K-means clustering is an NP-hard problem, but can be simply implemented using the iterative refinement technique outlined below.

  1. Pick k points called means. This is called initialization.
  2. Associate each input point with the mean that is closest to it. We obtain k clusters of points, and we refer to this process as classifying the points.
  3. Update each mean to have the average value of the corresponding cluster.
  4. If the k means have significantly changed, go back to step 2. If they did not, we say that the algorithm converged.
  5. The k means represent different clusters – every point is in the cluster corresponding to the closest mean.

Worked Example

Using the same one-dimensional dataset as the previous example, but instead requiring the clustering/k-means namespace:

(require '[clustering.core.k-means :as k-means])
(require '[clj-time.core :refer [after? date-time interval in-days])
(require '[clj-time.format :refer [unparse formatters])
(require '[clj-time.coerce :refer [to-long from-long])

(def test-dataset
  (hash-set
    (date-time 2013 7 21)
    (date-time 2013 7 25)
    ...)))

We still need a distance measure between two dates, but additionally, the K-Means algorithm also requires a function capable of averaging across a range of dates:

(defn distance [dt-a dt-b]
  (if (after? dt-a dt-b)
    (distance dt-b dt-a)
    (in-days (interval dt-a dt-b))))

(defn average [dates]
  (from-long
    (/ (reduce + (map to-long dates)) (count dates))))
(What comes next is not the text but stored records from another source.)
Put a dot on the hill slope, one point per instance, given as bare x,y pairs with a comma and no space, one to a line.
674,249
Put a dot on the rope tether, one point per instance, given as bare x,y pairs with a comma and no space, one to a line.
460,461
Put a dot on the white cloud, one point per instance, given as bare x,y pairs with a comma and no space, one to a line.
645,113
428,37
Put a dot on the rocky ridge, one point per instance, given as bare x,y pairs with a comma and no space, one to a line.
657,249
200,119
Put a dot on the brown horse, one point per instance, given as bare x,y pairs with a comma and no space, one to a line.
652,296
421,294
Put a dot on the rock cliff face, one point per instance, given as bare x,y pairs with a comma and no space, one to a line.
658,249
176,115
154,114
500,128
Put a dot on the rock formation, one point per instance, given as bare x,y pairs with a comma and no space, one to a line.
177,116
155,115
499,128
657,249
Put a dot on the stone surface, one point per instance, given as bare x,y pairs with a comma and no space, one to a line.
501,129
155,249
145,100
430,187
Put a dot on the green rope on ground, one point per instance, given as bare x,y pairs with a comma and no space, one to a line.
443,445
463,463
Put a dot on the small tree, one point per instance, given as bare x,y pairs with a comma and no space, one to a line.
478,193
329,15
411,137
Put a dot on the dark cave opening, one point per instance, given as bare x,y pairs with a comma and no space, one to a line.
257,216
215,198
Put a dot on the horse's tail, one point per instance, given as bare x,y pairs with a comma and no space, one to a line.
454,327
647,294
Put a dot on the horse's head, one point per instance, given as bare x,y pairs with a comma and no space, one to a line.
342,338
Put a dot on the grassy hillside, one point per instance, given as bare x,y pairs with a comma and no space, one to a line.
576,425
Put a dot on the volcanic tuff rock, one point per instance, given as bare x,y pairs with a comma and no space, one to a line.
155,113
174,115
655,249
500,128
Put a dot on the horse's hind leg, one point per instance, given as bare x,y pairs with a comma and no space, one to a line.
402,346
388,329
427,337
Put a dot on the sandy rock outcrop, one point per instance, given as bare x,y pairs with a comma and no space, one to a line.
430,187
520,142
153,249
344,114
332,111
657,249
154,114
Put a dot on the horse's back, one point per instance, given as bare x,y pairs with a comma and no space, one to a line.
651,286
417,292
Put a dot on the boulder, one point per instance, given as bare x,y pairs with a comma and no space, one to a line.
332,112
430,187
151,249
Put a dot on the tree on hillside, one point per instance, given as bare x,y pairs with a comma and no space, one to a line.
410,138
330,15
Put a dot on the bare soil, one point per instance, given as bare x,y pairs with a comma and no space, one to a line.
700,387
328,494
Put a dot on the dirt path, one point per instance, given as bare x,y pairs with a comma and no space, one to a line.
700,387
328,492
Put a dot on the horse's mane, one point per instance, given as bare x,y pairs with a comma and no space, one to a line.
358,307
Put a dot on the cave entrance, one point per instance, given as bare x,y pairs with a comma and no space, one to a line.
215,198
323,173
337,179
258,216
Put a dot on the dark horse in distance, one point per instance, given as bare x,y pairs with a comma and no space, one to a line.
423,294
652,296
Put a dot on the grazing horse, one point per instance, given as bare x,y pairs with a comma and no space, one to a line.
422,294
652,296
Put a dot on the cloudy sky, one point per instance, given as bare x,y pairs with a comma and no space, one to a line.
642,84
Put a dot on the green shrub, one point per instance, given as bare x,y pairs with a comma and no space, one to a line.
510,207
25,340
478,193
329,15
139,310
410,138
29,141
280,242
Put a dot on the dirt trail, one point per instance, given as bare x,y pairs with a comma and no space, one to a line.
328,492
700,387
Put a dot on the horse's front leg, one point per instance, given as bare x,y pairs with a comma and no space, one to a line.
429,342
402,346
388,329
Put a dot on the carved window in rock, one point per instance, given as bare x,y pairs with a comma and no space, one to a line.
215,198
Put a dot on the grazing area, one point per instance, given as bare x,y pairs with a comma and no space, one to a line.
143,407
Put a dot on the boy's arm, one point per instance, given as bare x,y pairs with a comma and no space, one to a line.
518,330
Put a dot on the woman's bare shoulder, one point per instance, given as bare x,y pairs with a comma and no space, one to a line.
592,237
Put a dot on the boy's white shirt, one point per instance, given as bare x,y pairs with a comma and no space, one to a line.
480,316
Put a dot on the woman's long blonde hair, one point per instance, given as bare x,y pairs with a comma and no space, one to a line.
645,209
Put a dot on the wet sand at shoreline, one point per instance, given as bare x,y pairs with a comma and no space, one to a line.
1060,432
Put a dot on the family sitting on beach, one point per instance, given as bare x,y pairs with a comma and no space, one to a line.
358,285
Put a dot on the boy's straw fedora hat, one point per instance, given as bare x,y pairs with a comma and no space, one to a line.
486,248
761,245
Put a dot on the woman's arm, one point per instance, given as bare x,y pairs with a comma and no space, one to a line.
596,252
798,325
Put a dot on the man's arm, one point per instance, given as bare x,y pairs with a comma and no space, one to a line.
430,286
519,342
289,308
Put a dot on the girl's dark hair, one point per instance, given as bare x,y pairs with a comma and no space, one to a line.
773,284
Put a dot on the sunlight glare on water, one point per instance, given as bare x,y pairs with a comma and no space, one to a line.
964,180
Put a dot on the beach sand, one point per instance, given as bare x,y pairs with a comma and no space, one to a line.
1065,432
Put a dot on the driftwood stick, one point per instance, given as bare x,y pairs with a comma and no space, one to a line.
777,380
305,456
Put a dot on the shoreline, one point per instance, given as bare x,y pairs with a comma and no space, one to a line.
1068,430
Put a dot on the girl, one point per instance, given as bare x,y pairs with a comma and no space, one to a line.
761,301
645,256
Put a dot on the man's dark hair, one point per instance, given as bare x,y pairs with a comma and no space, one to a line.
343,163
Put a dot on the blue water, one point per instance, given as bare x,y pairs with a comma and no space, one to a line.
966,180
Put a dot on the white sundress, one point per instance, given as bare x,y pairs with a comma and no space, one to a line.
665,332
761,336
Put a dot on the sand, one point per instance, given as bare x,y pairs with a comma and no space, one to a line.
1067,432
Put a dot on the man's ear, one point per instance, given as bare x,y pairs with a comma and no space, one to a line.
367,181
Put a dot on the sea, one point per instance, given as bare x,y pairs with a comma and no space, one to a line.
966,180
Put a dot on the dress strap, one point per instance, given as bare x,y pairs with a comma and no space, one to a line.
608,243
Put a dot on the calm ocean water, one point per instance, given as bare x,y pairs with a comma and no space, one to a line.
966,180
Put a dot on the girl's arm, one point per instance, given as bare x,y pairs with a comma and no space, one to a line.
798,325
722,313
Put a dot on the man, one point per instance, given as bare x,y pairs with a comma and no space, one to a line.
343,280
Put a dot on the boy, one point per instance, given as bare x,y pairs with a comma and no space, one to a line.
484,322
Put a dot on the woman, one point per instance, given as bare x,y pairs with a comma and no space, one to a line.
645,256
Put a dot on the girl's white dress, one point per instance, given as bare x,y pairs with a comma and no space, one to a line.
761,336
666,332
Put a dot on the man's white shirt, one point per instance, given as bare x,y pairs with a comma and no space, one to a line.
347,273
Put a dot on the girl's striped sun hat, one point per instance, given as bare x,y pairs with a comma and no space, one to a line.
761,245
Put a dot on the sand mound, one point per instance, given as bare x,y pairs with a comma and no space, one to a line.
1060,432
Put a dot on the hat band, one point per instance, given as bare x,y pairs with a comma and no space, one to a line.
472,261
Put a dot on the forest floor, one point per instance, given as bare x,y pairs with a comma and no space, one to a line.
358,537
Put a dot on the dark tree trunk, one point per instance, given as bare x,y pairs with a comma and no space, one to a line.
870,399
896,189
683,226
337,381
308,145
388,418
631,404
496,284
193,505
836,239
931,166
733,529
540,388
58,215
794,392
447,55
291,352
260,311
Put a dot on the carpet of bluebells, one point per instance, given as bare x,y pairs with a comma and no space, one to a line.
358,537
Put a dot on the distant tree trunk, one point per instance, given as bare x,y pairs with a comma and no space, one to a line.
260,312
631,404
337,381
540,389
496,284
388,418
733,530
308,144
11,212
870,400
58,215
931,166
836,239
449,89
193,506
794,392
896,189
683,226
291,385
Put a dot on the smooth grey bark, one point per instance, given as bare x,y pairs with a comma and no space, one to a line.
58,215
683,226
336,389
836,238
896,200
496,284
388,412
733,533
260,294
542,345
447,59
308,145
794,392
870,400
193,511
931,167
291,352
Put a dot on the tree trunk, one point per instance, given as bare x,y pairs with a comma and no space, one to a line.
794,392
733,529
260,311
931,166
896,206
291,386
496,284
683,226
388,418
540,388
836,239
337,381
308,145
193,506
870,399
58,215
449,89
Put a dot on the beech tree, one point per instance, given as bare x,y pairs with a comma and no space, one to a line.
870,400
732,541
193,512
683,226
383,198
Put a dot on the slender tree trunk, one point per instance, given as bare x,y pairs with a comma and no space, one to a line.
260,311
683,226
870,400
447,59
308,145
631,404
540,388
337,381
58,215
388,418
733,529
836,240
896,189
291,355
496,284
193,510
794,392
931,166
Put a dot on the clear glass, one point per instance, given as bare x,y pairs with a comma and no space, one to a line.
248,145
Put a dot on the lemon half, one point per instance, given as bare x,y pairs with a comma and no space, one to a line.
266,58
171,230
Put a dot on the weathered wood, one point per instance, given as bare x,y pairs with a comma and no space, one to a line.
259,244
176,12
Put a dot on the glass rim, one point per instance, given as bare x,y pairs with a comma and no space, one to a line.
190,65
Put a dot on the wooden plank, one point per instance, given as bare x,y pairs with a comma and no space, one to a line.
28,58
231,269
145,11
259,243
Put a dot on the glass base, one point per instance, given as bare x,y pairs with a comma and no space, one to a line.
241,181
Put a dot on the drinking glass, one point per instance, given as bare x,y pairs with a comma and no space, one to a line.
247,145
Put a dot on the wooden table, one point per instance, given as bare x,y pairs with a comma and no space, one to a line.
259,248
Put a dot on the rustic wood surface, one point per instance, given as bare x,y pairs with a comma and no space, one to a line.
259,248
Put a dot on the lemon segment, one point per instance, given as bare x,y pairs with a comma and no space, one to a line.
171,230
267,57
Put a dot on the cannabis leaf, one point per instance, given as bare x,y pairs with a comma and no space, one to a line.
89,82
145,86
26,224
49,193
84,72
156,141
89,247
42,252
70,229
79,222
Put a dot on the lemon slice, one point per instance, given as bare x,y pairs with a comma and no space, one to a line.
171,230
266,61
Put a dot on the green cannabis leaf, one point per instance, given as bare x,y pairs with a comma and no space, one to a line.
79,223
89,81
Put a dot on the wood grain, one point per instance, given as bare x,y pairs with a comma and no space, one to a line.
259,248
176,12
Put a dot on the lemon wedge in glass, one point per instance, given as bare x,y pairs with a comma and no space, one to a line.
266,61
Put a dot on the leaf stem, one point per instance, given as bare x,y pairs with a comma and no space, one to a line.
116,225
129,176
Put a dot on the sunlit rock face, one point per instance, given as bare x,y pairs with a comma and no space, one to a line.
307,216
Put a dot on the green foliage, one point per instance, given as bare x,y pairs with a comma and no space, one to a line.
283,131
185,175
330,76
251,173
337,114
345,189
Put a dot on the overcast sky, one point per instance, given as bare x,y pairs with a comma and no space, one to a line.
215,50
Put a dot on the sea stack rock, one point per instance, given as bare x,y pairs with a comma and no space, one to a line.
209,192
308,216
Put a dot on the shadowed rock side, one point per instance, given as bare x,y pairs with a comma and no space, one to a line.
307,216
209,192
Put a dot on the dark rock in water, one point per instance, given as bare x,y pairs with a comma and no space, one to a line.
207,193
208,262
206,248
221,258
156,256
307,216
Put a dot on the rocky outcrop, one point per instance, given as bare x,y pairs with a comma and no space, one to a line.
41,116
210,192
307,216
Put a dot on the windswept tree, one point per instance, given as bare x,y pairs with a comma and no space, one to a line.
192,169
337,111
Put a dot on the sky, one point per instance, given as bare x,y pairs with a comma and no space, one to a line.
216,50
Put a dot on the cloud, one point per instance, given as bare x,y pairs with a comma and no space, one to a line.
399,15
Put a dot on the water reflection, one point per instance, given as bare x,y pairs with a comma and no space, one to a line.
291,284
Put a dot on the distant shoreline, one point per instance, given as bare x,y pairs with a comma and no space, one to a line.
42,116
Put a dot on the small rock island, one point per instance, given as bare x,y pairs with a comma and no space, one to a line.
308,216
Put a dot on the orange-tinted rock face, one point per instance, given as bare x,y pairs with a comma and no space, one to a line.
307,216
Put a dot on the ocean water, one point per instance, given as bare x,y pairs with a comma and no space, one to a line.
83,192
The algorithm is initialised with some mean values randomly selected from the dataset. Note that the desired number of clusters must be specified up-front (in this case, 3):

(def means (k-means/init-means 3 test-dataset)

(def groups (k-means/cluster distance average test-dataset means 0))

(count groups)
; => 3

(map fmt (sort (groups 0)))
; => ("2012-12-26" "2012-12-28" "2013-01-16")

(map fmt (sort (groups 1)))
; => ("2013-07-01" "2013-07-14" "2013-07-21" "2013-07-25" "2013-07-31" "2013-08-03")

(map fmt (sort (groups 2)))
; => ("2012-05-28" "2012-06-02" "2012-06-06" "2012-06-07" "2012-06-09")

(Note: Because of the random initialisation of the means, the cluster orderings will be different each time evaluation occurs.)